Yes, the Fed has been buying Mortgage Bonds. Note: what is being purchased is many 30 year 5.0% and 5.5% FNMA Bonds. These pools consist of numerous home loans with 6.0% and 6.5% rates. The coupon rate given to an investor is different than the rate the home borrower pays, and that difference is the profit Wall Street and government agencies gain. These loans are more than likely to be refinanced and paid as current rates make it very attractive to refinance a loan over 6% . In turn, the Fed gets a quick return on some of their investment.

These higher rate coupons purchased by the Feds does not necessarily affect rates to move lower as their actions do not impact the loans originated at today’s low rates.

The Problem …

Many homeowners could save hundreds of dollars a month on their mortgage payments if they would refinance now. But with the media throwing out “what if’s” and “maybe this summer” without factual basis, many homeowners are deciding to delay making the decision to save now, with the HOPE of gaining a few mere dollars of savings per month IF a lower rate MAY come their way! And, while these consumers wait, rates could turn higher.

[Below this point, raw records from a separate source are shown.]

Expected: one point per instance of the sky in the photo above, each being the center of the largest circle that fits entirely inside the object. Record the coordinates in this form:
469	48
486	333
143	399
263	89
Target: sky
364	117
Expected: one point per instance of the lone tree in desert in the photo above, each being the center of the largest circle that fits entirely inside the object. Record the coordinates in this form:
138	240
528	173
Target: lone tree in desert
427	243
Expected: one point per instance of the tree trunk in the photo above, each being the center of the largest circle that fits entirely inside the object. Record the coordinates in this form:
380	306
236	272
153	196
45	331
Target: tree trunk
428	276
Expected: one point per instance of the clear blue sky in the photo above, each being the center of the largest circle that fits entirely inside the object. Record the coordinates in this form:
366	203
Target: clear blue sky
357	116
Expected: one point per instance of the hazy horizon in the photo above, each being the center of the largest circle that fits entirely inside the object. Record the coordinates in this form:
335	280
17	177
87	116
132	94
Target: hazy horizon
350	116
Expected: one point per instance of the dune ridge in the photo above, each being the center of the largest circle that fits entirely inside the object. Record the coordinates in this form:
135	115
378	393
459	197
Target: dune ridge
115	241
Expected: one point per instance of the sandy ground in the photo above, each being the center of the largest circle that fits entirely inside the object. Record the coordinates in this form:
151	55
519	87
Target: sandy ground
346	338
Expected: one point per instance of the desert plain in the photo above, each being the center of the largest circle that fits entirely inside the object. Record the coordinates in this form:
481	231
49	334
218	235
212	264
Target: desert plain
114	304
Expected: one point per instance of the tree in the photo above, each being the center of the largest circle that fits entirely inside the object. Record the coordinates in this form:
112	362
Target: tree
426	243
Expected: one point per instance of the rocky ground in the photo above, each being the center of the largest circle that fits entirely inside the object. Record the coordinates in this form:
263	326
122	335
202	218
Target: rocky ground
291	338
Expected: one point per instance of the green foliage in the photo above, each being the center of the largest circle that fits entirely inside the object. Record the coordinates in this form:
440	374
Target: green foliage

In turn, they could miss the window of opportunity entirely.

Another Thought

Suppose a homeowner was able to time the market perfectly and save a few dollars a month, it’s possible to still lose in the end. Because, while Mr.& Ms. Homeowner delayed on their refinance, they ended up losing the savings each month they could have made by acting sooner. They may have lost hundreds of dollars for every month they waited for the “perfect” rate.

So, even have gotten the rate they were looking for, it could take a few years to make up what they lost by waiting.